Why don't the prices of drugs like chemotherapy, which are in constant demand, rise when there are shortages and encourage more manufacturing? One issue is the fixed-price agreements that insurance companies and pharmacy benefit managers negotiate with drug manufacturers, she said. They can keep prices depressed in the short term.
"Many hospitals and healthcare providers have long-term contracts with drug manufacturers and suppliers," she said.
Fleury of the American Cancer Society Cancer Action Network agreed that it was critical to pay for resiliency in the manufacturing system -- as both the Senate Finance Committee proposal and one from the White House would do.

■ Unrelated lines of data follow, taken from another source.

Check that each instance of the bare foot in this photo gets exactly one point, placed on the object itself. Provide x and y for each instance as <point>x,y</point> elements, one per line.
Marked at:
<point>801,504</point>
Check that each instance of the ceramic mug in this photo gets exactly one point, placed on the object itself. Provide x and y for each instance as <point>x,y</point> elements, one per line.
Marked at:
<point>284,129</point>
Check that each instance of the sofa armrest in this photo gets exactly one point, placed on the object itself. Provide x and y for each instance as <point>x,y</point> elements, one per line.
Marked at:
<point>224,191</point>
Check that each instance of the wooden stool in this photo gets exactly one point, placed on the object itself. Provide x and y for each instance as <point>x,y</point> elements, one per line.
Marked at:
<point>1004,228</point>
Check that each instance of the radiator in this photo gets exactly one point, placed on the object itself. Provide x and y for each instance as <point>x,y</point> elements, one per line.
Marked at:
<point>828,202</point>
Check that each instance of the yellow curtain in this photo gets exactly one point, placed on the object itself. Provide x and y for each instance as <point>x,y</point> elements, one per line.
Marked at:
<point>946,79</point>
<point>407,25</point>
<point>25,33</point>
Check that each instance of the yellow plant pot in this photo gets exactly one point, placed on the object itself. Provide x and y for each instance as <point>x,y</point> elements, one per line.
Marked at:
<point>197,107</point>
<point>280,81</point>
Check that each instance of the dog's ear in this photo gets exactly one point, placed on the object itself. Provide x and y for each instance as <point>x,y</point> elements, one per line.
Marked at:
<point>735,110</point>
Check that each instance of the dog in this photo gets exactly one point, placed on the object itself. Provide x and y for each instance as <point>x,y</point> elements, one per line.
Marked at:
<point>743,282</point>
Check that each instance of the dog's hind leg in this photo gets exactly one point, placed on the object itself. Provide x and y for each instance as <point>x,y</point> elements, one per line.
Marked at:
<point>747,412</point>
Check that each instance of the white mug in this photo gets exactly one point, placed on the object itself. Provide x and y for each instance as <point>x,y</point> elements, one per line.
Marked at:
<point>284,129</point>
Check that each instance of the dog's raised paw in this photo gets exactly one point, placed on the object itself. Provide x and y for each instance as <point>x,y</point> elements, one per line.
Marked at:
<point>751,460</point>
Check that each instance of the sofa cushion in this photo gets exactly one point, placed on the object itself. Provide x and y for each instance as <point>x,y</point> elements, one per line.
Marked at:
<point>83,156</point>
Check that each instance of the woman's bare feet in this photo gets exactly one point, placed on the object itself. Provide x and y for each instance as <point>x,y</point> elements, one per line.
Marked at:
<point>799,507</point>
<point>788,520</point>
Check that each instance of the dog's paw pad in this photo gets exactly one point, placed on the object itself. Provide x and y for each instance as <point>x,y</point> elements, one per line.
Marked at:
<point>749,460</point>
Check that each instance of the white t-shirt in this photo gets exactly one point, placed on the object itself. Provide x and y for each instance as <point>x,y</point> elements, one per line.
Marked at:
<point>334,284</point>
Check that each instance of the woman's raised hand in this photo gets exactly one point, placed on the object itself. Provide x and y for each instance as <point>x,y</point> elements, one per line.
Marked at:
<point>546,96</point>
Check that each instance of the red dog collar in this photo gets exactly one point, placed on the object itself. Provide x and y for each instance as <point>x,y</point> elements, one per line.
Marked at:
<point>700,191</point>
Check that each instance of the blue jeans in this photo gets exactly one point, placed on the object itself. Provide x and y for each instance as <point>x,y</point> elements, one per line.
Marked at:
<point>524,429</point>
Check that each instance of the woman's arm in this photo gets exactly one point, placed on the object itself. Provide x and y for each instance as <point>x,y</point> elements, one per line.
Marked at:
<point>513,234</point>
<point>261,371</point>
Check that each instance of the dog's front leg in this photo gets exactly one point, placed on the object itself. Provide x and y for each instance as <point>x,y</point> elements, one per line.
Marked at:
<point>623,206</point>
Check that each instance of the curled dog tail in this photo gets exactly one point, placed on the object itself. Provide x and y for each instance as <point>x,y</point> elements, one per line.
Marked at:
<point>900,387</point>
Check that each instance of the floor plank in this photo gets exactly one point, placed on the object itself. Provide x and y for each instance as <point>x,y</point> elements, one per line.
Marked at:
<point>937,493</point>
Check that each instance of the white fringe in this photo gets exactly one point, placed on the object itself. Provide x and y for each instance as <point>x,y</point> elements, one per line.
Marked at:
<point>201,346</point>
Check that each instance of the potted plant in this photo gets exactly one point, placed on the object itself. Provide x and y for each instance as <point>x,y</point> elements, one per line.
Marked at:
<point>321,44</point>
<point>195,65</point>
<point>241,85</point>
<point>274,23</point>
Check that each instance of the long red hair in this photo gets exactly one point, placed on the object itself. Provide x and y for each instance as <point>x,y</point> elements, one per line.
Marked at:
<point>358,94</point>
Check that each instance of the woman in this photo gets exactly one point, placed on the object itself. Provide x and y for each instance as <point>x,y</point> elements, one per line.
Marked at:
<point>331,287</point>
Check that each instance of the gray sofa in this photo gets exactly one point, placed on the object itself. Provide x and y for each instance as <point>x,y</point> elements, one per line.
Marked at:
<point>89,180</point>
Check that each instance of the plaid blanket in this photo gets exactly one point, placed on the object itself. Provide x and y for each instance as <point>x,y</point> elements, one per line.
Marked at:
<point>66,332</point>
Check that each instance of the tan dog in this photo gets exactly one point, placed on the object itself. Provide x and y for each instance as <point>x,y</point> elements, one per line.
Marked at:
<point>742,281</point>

"We think that is important because just managing today's crisis doesn't get us out of tomorrow," he said. "I think we need both that short-term toolbox to address day-to-day crises, but we need to really get ourselves out of the economic model that has really created a race to the bottom."
'Biking is one of my passions'
Robin Finley grew up in western New York and taught English for 33 years at the high school in Perry, New York, until she retired. She said she missed the job, dreamt about it, and the teenagers she had in class.
"I would not go back at this point because I've had the joy of retirement but it was a joyful thing to be teaching as well," she said.
Until recently, she said, she loved to hike and bike on the quiet country roads around her home and the path along the Erie Canal. She had been a runner but bought a bicycle instead.
Before recently, Finley paid little attention to drug shortages, never imagining that critical drugs such as the carboplatin she relied on could become unavailable. One of her brothers is a professor who works in cancer research at Wayne State University in Detroit but even he was not able to help her make sense of the shortages.
"It worked very well for me and to think that money issues or something of that nature would keep me and others from getting a life saving drug has become really important to me," she said. "And I would like this to be investigated so it doesn't happen to anybody else."
Editor's Note: Robin Finley died as this story was published.
This story is part of "Out of Stock: Investigating America's Drug Shortage Crisis," a series exploring the causes and possible solutions of a problem plaguing America's health care system.